Connaissez la cour, etudiez la ville![56]
Знакомьтесь с двором и изучайте город!

– то самое исполняется и ныне в буквальном смысле французскими литераторами, только вместо «сопг» надо поставить «гпе», вместо «двора» – «улицу, площадь». Тот же шум, та же бурная, кипящая деятельность, та же ослепительная пестрота, то же суетливое, неугомонное движение, которое поражает вас в Париже, господствует и в литературе французской. Красоты природы, описываемые поэтами, сняты с окрестностей Парижа, изучены в ландшафтах Со, Медона,

Сюреня[57]; жизнь в частных своих сценах носит яркую печать парижских предместий, в общей панораме блестит яркой пестротой Пале-Рояля. Само собою разумеется, что личная разность писателей, рожденных в различных частях Франции, под влиянием разных климатов, под внушением разных преданий, не может не отражаться и в их произведениях; вы узнаете в Шатобриане суровое величие Арморики[58], в Бальзаке цветистую роскошь Турени[59], в Дюма сладострастный зной французского Юга. Но все эти различия подводятся под общий уровень парижского сгиба мысли, парижского образа изложения, парижской риторики и диалектики, всё отпечатлевает более или менее общий тип Парижа!

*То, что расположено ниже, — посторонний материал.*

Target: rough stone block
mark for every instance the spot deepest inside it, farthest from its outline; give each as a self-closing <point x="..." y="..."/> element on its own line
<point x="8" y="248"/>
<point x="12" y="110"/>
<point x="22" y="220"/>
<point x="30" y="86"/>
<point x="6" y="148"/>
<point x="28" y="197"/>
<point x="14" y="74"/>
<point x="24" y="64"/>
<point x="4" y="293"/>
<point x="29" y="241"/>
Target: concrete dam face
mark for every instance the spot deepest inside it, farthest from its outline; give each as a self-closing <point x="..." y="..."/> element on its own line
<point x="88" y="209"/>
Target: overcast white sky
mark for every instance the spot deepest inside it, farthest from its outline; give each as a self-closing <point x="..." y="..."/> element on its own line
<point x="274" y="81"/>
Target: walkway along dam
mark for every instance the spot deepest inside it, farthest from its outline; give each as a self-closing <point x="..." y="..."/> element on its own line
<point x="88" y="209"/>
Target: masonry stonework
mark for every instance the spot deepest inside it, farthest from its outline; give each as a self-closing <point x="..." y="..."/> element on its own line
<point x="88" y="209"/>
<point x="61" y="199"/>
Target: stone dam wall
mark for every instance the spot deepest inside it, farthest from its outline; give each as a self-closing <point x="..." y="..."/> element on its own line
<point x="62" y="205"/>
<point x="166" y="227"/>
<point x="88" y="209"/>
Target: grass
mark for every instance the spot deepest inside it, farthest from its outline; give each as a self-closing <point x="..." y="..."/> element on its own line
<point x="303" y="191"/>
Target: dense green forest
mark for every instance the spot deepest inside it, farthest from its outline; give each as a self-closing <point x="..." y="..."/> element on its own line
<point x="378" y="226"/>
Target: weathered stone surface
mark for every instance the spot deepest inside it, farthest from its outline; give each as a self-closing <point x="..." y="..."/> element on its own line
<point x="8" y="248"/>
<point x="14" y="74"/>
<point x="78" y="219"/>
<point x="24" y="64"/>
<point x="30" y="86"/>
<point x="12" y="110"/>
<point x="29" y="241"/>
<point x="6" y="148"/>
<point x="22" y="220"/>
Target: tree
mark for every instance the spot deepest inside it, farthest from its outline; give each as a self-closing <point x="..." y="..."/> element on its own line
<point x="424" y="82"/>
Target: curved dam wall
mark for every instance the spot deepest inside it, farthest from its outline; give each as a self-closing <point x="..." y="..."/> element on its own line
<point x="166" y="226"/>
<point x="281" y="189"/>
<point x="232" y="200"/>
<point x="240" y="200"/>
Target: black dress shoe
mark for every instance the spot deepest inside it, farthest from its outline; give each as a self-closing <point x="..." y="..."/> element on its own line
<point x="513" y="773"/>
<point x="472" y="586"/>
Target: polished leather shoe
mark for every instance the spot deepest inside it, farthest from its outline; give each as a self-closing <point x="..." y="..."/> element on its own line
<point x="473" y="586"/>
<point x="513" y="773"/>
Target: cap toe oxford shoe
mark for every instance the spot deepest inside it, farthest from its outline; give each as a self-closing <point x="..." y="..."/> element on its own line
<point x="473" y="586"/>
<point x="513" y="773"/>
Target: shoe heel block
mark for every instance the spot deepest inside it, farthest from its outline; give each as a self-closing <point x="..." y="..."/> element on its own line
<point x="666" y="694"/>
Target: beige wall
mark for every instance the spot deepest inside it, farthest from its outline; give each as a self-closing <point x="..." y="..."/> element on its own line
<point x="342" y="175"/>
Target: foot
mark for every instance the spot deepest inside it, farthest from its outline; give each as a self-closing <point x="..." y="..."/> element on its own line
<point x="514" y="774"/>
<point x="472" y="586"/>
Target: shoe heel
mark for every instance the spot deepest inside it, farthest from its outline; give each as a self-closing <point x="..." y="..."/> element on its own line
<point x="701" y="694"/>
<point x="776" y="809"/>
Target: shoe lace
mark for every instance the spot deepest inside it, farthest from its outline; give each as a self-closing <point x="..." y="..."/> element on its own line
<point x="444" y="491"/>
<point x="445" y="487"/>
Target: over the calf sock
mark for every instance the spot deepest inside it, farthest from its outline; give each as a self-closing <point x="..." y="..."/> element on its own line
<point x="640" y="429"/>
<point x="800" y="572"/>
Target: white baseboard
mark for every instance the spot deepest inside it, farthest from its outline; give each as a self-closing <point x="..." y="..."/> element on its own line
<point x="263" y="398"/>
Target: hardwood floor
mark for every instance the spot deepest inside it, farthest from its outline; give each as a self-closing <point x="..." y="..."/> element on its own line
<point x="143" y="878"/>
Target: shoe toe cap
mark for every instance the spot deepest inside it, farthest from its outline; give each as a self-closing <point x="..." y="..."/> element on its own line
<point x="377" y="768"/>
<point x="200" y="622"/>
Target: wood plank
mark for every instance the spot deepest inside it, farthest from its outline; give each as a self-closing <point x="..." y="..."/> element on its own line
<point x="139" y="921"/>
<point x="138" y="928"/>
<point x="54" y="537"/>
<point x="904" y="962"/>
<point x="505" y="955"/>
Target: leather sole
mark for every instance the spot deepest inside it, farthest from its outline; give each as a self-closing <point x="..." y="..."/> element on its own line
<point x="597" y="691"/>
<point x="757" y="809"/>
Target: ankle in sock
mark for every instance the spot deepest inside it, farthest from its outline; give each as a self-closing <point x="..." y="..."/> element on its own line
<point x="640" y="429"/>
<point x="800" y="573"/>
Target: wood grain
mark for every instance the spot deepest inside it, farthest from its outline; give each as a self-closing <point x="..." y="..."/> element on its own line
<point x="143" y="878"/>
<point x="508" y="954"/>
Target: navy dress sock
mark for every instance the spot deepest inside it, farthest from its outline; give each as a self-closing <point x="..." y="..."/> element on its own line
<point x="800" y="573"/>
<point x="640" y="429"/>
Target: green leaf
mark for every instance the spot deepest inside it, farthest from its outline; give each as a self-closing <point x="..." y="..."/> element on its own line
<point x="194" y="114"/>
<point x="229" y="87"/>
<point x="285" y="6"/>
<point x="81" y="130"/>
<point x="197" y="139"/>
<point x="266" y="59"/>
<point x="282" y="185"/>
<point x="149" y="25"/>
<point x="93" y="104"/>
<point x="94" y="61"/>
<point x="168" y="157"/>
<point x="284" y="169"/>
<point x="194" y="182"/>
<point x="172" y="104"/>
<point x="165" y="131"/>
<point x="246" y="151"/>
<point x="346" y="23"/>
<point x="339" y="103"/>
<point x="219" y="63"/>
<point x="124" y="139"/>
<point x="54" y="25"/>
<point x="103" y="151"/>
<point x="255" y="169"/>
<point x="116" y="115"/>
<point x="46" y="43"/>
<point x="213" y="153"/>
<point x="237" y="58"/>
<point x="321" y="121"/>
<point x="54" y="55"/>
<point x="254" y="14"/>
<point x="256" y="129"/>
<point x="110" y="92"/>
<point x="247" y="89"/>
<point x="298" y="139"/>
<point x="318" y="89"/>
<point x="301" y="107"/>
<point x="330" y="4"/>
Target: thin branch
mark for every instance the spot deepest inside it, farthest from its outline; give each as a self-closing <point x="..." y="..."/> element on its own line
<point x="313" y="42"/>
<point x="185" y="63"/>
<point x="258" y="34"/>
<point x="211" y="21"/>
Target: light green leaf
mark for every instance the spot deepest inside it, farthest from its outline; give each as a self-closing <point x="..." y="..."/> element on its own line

Итак, французскую литературу надо изучать в Париже. Но в Париже, как я уже имел случай заметить, вся разнообразная игра, весь смутный шум жизни покрывается одной главной потребностью, выражает одно господствующее направление, направление к жизни общественной, гласной, публичной, к политике! Как из всех криков, оглушающих парижские улицы, выливается один громче всех, крик разносчиков, продающих афиши; как во всех задушевных разговорах, образующихся между поэтами парижской жизни, в их прогулках на бульварах, в саду, в театре, в кофейном доме, на выставке, главный предмет составляет 1’ordre du jour[60], сегодняшний вопрос палат, сегодняшняя новость журналов; так и в литературе, которая есть печатное выражение общего мнения, общего разговора, общего движения, просвечивают более или менее, но всегда неизбежно и неотвратимо, политические идеи и страсти!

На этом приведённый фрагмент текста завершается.